Table 9 shows the time spent counting and time spent writing within the non-parallel Counting Sort algorithm on an array of 100 million elements.

Most of the time (over 90%) is spent counting, whereas writing the sorted array takes 10-19X less time. Thus, the effort spent on optimizing performance of the counting portion of the algorithm would be more likely to provide higher gains.

**In general, measuring performance to determine where the majority of time is spent, followed by optimizing the slowest portion, is one of the pillars of performance optimization. Followed by doing it again, and again, and again....**

In the case of Counting Sort of Table 9, doubling performance of the counting portion would nearly double the overall performance. However, doubling performance of the writing portion would improve the overall performance by 4.6% or 2.6%.

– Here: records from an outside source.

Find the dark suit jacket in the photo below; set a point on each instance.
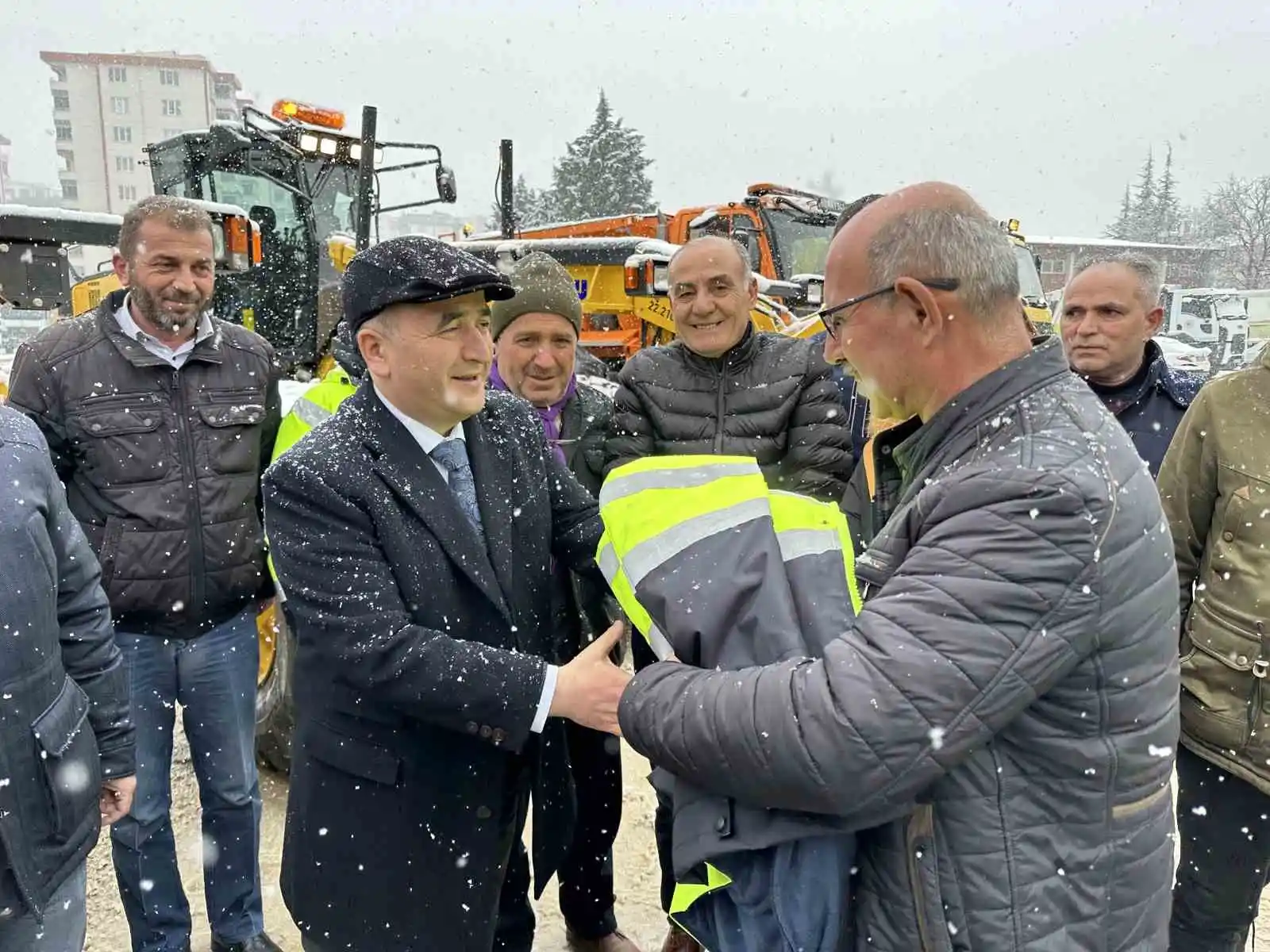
(419, 666)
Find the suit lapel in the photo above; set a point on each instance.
(492, 465)
(416, 482)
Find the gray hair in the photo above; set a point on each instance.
(1151, 283)
(946, 243)
(177, 213)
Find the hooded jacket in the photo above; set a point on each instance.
(1010, 689)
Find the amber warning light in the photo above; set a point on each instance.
(287, 109)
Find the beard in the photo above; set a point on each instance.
(168, 321)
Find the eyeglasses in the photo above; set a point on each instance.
(832, 324)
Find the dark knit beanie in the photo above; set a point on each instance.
(543, 286)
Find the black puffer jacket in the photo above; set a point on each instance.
(1011, 685)
(64, 691)
(772, 397)
(162, 466)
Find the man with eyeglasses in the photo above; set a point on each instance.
(1010, 689)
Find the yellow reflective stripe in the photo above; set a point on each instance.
(622, 588)
(624, 484)
(689, 892)
(645, 558)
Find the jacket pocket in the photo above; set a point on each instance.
(1218, 678)
(232, 436)
(122, 442)
(69, 759)
(355, 757)
(924, 880)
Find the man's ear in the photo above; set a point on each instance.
(924, 306)
(1155, 317)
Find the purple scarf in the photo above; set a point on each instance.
(550, 416)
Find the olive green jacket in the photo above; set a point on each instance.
(1216, 489)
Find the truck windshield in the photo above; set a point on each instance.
(1029, 281)
(802, 241)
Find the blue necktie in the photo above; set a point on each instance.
(452, 455)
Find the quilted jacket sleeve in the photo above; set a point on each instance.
(997, 598)
(1187, 489)
(819, 457)
(630, 431)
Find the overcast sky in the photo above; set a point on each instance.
(1041, 108)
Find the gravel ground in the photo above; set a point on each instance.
(638, 909)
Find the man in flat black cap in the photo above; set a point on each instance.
(414, 533)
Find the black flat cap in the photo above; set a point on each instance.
(414, 270)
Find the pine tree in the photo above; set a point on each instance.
(602, 171)
(1123, 225)
(1168, 209)
(1145, 217)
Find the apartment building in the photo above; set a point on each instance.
(108, 106)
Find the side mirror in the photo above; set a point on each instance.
(446, 187)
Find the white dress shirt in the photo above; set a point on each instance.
(429, 440)
(177, 355)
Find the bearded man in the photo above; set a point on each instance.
(159, 418)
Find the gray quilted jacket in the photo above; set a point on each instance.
(1003, 711)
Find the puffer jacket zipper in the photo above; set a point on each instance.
(186, 437)
(719, 406)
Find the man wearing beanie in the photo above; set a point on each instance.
(535, 355)
(413, 533)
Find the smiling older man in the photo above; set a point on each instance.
(1010, 689)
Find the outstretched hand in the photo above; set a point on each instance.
(590, 687)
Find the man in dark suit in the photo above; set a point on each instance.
(414, 535)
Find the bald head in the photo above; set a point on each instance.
(933, 230)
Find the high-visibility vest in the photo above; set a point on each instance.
(313, 406)
(666, 516)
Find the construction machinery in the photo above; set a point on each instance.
(785, 232)
(622, 283)
(315, 194)
(1035, 304)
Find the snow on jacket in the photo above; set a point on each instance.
(1153, 412)
(772, 397)
(162, 466)
(1011, 685)
(64, 689)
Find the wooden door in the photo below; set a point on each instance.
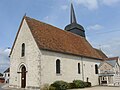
(23, 77)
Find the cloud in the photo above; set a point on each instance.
(110, 2)
(95, 4)
(90, 4)
(64, 7)
(95, 27)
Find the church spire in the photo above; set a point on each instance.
(74, 27)
(72, 17)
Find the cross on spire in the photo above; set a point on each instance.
(73, 18)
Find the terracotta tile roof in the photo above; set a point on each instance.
(101, 53)
(52, 38)
(112, 58)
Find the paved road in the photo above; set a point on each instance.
(100, 88)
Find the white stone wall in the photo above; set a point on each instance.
(30, 60)
(69, 64)
(69, 68)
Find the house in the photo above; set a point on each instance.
(43, 53)
(110, 72)
(6, 75)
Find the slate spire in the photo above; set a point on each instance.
(74, 27)
(72, 17)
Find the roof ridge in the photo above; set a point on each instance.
(54, 26)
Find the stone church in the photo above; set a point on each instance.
(43, 53)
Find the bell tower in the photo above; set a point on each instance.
(74, 27)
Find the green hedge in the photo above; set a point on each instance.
(60, 85)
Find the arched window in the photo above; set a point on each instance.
(23, 50)
(57, 66)
(78, 68)
(96, 69)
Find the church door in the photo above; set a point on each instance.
(23, 77)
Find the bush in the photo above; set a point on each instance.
(79, 84)
(71, 85)
(60, 85)
(51, 88)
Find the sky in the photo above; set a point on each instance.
(100, 19)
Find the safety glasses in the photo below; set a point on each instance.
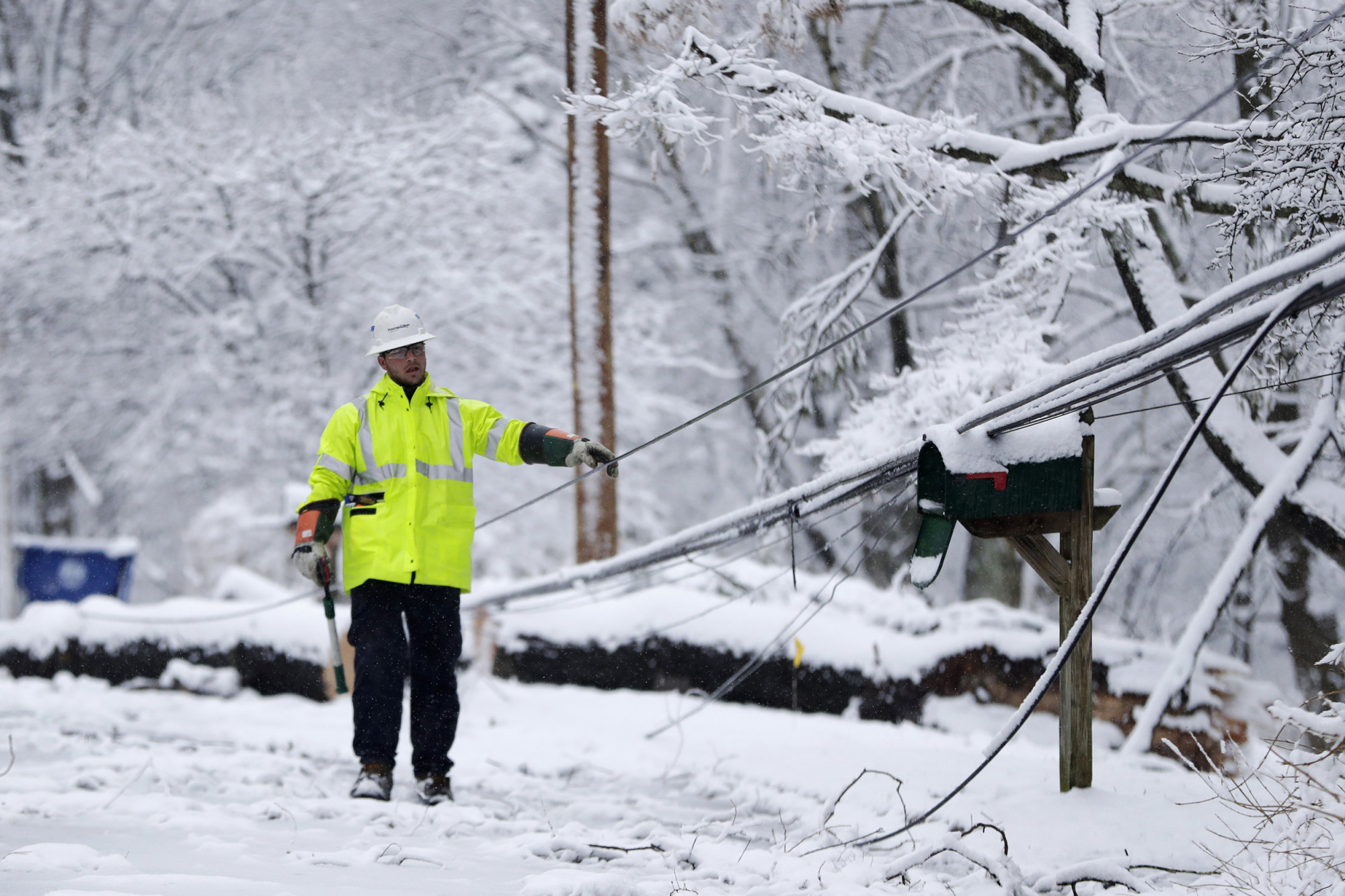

Note, that the counting portion of the algorithm could be improved in performance by 10X before its magnitude becomes equal that of the writing portion (for 16-bit algorithm) and by 19X (for 8-bit algorithm). Thus, Parallel Counting Sort will continue scaling with more processing cores (beyond the quad-core explored), until performance within memory hierarchy becomes the limiting factor (reading or writing).

### Conclusion

Sorting algorithms, especially Counting Sort, perform little computation per array element, yet surprisingly benefit from parallel multi-core implementation. This is due to substantial inherent parallelism within the algorithms. When sorting arrays of unsigned 8-bit numbers Parallel Counting Sort is over 3X faster than non-parallel implementation, and over 2X faster for arrays of 16-bit numbers, on i7 860 quad-core processor. It is also up to 70X faster than STL **sort()** for 8-bit, and up to 77X faster for 16-bit. Parallel Counting Sort algorithm sorts at the rate of 1.7 billion 8-bit items per second, and 1 billion 16-bit items per second.

Morphing non-parallel algorithms to parallel does not guarantee a performance gain, and can lead to degradation in performance along with inefficient use of processing capacity. Parallel implementations increase exploration space by growing the number of design and test permutations not only for correctness, but also for performance, as some parallel implementations will be slower and others may possess data-dependent performance characteristics (which should be avoided).

Measurements to determine performance bottlenecks before optimizing is one of the pillars of performance optimization methodology, as demonstrated by measuring the counting and writing portions of the Parallel Counting Sort. Focusing efforts on optimizing the counting portion of the algorithm, which took over 90% of execution time, is 10-19X more beneficial than optimizing the writing portion. The Parallel Counting Sort was projected to continue scaling in performance beyond quad-core processors, since it is surprisingly compute limited.

Processor cache architecture influences parallel performance, with large L1 and L2 caches dedicated to each computational core providing higher performance and scalability for large problems. Higher memory bandwidth is also beneficial. i7 860 processor has 2X the cores of E8300, which allowed the algorithm to scale higher in performance. Tuning parallel infrastructure parameters, such as grain size of processing quanta, for each algorithm helps improve performance for small array sizes, where parallelism overhead degrades performance and wastes processing resources.

Abstraction offered by **parallel_for** and **parallel_reduce** constructs is powerful, enabling the developer not to care about the number of computational cores in the system. This power is dangerous, as it brings with productivity the possibility of poor resource utilization and efficiency. Creating efficient parallel programs where multiple programs share computational resources in a dynamic virtualized environment will be critical. Creating algorithms that scale well on future processor architectures will be a challenge -- e.g. tuning parameters such as grain size will most likely be set to a less than optimal value and may need to be exposed.